Misschien nog één ding. De discussie is uiteraard nog niet afgelopen, ook intern in Palestina en Israël niet. Ik eindig met de fundamentele bedenking dat ik het niet verstandig vind om een intentie of een engagement dat werd aangegaan, terug in de koelkast te stoppen. Ik zeg dus niet dat het definitief werd begraven, maar het zit in de koelkast. Ik denk dat integendeel een samenwerkingsakkoord met de Palestijnse Autoriteit - en dan kan inderdaad de discussie worden gevoerd over welke juridische vorm best wordt aangenomen in functie van het middel en het doel dat men wil stimuleren of wil bereiken - een weg opent voor de dialoog, voor overleg en voor een zinvolle bijdrage van Vlaanderen aan een vredesproces en om dat ten volle te benutten.

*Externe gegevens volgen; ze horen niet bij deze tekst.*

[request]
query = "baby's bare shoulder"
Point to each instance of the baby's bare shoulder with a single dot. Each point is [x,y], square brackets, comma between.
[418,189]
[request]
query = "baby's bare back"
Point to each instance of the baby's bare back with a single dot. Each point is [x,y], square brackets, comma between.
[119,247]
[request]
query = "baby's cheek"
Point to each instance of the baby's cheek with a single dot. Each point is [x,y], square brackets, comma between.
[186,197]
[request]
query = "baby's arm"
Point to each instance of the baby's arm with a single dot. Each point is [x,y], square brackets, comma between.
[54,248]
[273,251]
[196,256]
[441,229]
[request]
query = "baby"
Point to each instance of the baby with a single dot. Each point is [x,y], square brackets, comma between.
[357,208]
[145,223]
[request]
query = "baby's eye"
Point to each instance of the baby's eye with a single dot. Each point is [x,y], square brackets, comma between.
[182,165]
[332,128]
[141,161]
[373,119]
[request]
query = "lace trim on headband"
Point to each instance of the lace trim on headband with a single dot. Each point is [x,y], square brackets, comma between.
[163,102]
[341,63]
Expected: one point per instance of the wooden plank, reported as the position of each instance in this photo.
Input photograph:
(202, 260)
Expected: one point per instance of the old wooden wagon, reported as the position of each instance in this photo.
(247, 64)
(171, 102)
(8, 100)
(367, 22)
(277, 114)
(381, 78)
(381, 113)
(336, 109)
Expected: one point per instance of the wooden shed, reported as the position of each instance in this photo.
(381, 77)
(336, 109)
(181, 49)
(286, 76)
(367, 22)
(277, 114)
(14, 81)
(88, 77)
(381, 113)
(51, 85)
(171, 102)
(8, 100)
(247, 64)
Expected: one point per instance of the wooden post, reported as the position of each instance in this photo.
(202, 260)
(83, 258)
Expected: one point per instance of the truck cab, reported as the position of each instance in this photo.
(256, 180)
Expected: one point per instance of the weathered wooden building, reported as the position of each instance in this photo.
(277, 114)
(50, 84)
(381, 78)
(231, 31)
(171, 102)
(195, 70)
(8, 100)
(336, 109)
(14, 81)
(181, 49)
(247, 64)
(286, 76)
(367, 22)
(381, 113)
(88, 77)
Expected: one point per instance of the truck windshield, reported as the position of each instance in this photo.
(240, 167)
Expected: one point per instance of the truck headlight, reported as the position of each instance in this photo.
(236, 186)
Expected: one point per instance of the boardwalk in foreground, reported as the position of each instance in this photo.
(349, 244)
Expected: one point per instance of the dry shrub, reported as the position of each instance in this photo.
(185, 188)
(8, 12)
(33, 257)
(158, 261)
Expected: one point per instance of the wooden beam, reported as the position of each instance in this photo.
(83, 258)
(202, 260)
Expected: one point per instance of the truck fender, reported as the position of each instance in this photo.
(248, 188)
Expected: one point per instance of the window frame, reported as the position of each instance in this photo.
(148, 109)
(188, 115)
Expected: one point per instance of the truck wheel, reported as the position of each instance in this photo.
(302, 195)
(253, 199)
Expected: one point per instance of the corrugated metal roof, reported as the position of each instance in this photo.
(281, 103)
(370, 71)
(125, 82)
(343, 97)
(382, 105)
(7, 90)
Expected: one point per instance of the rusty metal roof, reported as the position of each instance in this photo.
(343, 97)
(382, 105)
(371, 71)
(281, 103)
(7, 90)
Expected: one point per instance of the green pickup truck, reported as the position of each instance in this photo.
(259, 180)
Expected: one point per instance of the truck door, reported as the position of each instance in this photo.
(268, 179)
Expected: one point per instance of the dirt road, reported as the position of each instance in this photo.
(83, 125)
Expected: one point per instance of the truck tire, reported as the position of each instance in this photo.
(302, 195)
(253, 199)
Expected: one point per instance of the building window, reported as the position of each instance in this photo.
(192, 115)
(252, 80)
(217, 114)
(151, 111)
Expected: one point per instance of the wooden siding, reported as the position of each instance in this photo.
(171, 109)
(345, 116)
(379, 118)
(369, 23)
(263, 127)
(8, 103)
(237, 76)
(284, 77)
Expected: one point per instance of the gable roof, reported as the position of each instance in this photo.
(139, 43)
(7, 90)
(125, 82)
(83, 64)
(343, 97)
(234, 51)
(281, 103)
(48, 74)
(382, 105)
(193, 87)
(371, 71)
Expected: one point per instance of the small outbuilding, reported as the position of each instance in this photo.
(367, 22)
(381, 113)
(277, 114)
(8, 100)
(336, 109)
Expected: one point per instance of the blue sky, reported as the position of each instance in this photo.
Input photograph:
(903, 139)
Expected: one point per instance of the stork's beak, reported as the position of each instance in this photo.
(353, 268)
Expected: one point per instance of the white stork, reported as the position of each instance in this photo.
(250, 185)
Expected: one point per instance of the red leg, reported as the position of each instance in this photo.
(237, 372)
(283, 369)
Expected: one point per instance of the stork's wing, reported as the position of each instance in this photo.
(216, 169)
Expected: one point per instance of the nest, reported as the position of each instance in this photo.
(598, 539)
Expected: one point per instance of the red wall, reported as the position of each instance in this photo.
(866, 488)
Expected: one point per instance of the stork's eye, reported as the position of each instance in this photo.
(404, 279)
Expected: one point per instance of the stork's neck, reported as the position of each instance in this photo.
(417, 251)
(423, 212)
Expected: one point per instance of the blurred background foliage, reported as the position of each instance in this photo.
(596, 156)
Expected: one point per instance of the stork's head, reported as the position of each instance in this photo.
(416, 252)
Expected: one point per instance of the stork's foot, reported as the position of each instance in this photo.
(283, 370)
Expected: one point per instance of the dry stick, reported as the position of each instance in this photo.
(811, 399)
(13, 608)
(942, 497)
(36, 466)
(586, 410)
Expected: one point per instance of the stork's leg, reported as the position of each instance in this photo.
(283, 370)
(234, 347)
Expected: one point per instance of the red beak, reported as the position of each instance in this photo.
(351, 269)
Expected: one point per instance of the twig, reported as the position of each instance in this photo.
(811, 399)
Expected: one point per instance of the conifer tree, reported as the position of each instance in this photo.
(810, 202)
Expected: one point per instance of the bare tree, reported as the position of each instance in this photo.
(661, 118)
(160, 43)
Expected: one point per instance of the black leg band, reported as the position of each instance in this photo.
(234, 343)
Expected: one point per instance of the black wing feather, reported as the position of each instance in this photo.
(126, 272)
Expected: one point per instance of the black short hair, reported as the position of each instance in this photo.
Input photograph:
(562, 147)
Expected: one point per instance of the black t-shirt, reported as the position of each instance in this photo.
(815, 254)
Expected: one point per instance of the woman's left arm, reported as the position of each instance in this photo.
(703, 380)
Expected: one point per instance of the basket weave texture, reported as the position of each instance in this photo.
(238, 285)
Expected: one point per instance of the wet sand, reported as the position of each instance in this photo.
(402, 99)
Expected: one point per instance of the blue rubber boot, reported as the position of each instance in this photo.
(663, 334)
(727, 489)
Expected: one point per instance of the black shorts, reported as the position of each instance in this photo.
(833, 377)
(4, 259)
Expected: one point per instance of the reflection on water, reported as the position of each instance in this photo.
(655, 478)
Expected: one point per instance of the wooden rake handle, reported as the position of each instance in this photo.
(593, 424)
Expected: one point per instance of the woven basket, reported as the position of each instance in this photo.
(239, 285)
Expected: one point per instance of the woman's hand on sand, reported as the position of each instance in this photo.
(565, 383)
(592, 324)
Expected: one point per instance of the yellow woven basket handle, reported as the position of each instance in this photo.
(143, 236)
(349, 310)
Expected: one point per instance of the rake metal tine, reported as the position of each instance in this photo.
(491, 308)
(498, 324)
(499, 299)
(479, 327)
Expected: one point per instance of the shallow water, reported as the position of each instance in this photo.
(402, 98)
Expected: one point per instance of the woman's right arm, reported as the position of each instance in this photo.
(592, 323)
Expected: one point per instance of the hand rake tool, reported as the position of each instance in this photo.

Ik denk niet dat we door het uitstellen van de onderhandeling of door het uitstellen van het aangaan van het gesprek, een verstandig signaal geven.
De voorzitter: Minister-president Peeters heeft het woord.
Minister-president Kris Peeters: Mijnheer De Bruyn, ten eerste, u hebt zelf verwezen naar uw ex-collega. U gaf er dus zelf de aanleiding toe dat ik, net zoals de anderen hier, heb begrepen dat u deze vraag een beetje ´in opdracht´ stelde, maar goed, u hebt verduidelijkt dat u ook zelf achter deze vragen staat - zoveel te beter.
Ten tweede wil ik u wel zeggen dat mijn ex-collega, Geert Bourgeois, dit beleid sinds 2005 heeft gevoerd, dat het juridisch advies binnen is sinds februari 2006 en dat ik ervan uitga dat er zich een aantal maanden na het vertrek van Geert Bourgeois geen significante nieuwe elementen meer aandienen. Mocht daar een misverstand over bestaan, dan zeg ik in alle duidelijkheid dat ik niet zie dat er sinds het vertrek van minister Bourgeois ook maar één jota aan werd toegevoegd of dat ik de indruk heb of zou overwegen dat we onze positie moeten veranderen.
De voorzitter: De heer De Bruyn heeft het woord.
De heer Piet De Bruyn: Ik denk niet dat ik daarnaar heb verwezen. Dat was zeker niet mijn bedoeling. Ongeacht van wie op een ander tijdstip een beleid had moeten uitvoeren, blijf ik met de vraag zitten dat ik vaststel dat we in 2005 een engagementsverklaring zijn aangegaan waarvan nu wordt gezegd dat we die niet meer activeren. Ik stel de vraag, en had minister Bourgeois daar gezeten, dan had ik exact dezelfde vraag gesteld, waar en wanneer men heeft beslist om het engagement dat in 2005 werd aangegaan, niet verder uit te voeren. Deze vraag stel ik aan u, nu, maar had ik evenzeer aan de heer Bourgeois kunnen stellen.
Minister-president Kris Peeters: Ik bezit die bevoegdheden, maar ik stel voor, mijnheer de voorzitter, daar we hier dieper op ingaan bij de bespreking van de beleidsbrief.
De voorzitter: Het incident is gesloten.